Iterators for circular structures

The following code shows what I currently have. It is an adapter for circular data-structures. The main function shows how it is used. This is all nice and fast but I really would like to have iterators over the structure defined by circ. All approaches up till now involved either some counting scheme (count the range if with the circulator, build an iterator that counts increments and decrements) or boolean values to check if the iterator has been moved to avoid begin and end being equal.

Are there some common solutions to adapt a circular structure to iterators? What other work-arounds are possible?
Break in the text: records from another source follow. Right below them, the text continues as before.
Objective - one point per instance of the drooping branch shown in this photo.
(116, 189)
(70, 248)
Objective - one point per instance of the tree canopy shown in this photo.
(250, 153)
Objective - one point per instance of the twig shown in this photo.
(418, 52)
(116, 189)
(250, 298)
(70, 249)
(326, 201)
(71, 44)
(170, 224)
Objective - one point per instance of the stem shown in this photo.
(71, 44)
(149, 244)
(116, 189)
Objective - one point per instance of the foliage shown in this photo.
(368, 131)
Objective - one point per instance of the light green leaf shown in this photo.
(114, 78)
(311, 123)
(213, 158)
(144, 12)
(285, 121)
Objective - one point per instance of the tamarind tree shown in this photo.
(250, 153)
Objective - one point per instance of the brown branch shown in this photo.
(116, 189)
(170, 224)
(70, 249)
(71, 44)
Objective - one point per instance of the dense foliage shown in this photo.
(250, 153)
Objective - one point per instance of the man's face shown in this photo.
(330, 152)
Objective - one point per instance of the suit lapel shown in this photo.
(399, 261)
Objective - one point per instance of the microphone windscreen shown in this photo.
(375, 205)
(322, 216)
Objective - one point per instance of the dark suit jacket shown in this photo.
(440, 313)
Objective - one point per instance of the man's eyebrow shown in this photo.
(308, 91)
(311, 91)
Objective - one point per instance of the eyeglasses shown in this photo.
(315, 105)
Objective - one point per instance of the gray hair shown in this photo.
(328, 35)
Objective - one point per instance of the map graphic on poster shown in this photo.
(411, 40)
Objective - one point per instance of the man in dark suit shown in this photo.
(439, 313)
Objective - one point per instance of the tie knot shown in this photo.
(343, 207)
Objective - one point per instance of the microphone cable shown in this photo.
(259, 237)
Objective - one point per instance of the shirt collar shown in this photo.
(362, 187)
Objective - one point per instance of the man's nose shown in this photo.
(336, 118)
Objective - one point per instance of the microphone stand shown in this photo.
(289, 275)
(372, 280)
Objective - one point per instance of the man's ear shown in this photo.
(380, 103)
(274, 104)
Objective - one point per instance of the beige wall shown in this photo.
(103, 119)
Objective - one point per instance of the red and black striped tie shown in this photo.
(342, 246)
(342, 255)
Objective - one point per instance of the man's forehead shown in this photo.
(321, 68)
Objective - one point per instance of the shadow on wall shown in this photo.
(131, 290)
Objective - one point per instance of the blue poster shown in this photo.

I would like to preserve the iteration speed as much as possible but am willing to make compromises here. I would value a fully conforming iterator over a minor speed penalty.

#include <cstddef> // nullptr
#include <iostream>
#include <boost/noncopyable.hpp>
#include <boost/operators.hpp>

// circular structure that we want to iterate over
struct circ : private boost::noncopyable {
  unsigned int i;
  circ* next;
  circ* prev;
};

// whacked up circulator, imagine some template cream here to make it
// generic, omitted to preserve sanity
struct circulator
  : public boost::incrementable<circulator>
  , public boost::decrementable<circulator>
  , public boost::equality_comparable<circulator, circulator>
  , public boost::dereferenceable<circulator, circ*>
{
  circulator()
    : c(nullptr) {}
  circulator(circ& c) : c(&c) {}

  bool operator==(const circulator& other) const {
    return this->c == other.c;
  }

  circulator& operator++() { c = c->next; return *this; }
  circulator& operator--() { c = c->prev; return *this; }

  explicit operator bool() const { return c; }

  circ& operator*() const { return *c; }

  circ* c;
};

int main()
{
  circ a, b, c, d;
  a.next = &b; a.prev = &a; a.i = 0;
  b.next = &c; b.prev = &a; b.i = 1;
  c.next = &d; c.prev = &b; c.i = 2;
  d.next = &a; d.prev = &c; d.i = 3;
  circulator begin{a}, end{a};
  if(begin)
    do {
      std::cout << begin->i << std::endl;
      begin = ++begin;
    } while(begin != end);

  return 0;
}

If need be I can add some of my previous approaches, but they are rather verbose and would add unnecessary bloat to the question.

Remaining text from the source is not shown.